Der erste Koch: Homo erectus

Homo erectus bereitete bereits vor 1,9 Millionen Jahren Speisen mit Hilfe von Feuer und Werkzeugen zu. Das zeigen laut US-Wissenschaftlern anatomische Besonderheiten des Urmenschen.

Anthropologie 23.08.2011

Kleinere Backenzähne durch Diätwechsel

Forscher um Chris Organ von der Harvard University fanden heraus, dass der Homo erectus im Vergleich zu anderen Primaten deutlich kleinere Backenzähne besaß. Diese Ergebnisse deuteten darauf hin, dass sich in der Menschheitsgeschichte mit der Entstehung des Homo erectus vor etwa 1,9 Millionen Jahren eine Veränderung der Essgewohnheiten von roher, nicht erhitzter hin zu weicher und zubereiteter Nahrung vollzogen haben muss, berichten die Forscher.

Die Studie

"Phylogenetic rate shifts in chewing time during the evolution of Homo", PNAS (doi: 10.1073/pnas.110780610).

Neben kleineren Backenzähnen weise auch ein geringes Darmvolumen darauf hin, dass bereits Homo erectus Speisen zubereitet habe.

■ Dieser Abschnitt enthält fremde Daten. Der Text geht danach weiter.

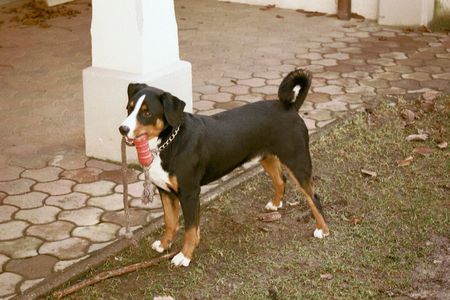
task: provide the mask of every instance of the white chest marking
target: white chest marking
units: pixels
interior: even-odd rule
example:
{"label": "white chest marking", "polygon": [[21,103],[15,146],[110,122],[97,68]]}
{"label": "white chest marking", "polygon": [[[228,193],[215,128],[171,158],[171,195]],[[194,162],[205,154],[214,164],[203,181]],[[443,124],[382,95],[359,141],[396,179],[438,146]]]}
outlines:
{"label": "white chest marking", "polygon": [[[150,146],[150,150],[155,150],[158,148],[159,144],[158,138],[153,138],[148,141],[148,144]],[[155,152],[153,152],[155,153]],[[154,154],[153,162],[150,165],[149,169],[149,175],[150,180],[154,185],[156,185],[159,188],[162,188],[163,190],[170,191],[169,189],[169,173],[167,173],[161,166],[161,157],[159,154]]]}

Die Backenzähne, auch Molaren genannt, funktionieren wie Mühlsteine und zermahlen die Nahrung zu verdaulichen Stücken. Durch das Zubereiten der Nahrung mit Werkzeugen und die Hitze werden die Lebensmittel weicher und damit leichter essbar. Kleinere Backenzähne seien die Folge, so die Wissenschaftler.

Wäre der Mensch ein gewöhnlicher Primat, würde er nach Ansicht der Forscher fast die Hälfte des Tages (48 Prozent) mit Essen verbringen. Tatsächlich seien es jedoch nur rund fünf Prozent. Um herauszufinden, wann die Entwicklung zu kürzeren Mahlzeiten im Laufe der Menschheitsgeschichte eingesetzt hat, verglichen die Wissenschafter Zahndaten, Körpergewicht und Erbgut von nicht-menschlichen Primaten, 14 ausgestorbenen Hominiden und dem modernen Menschen miteinander.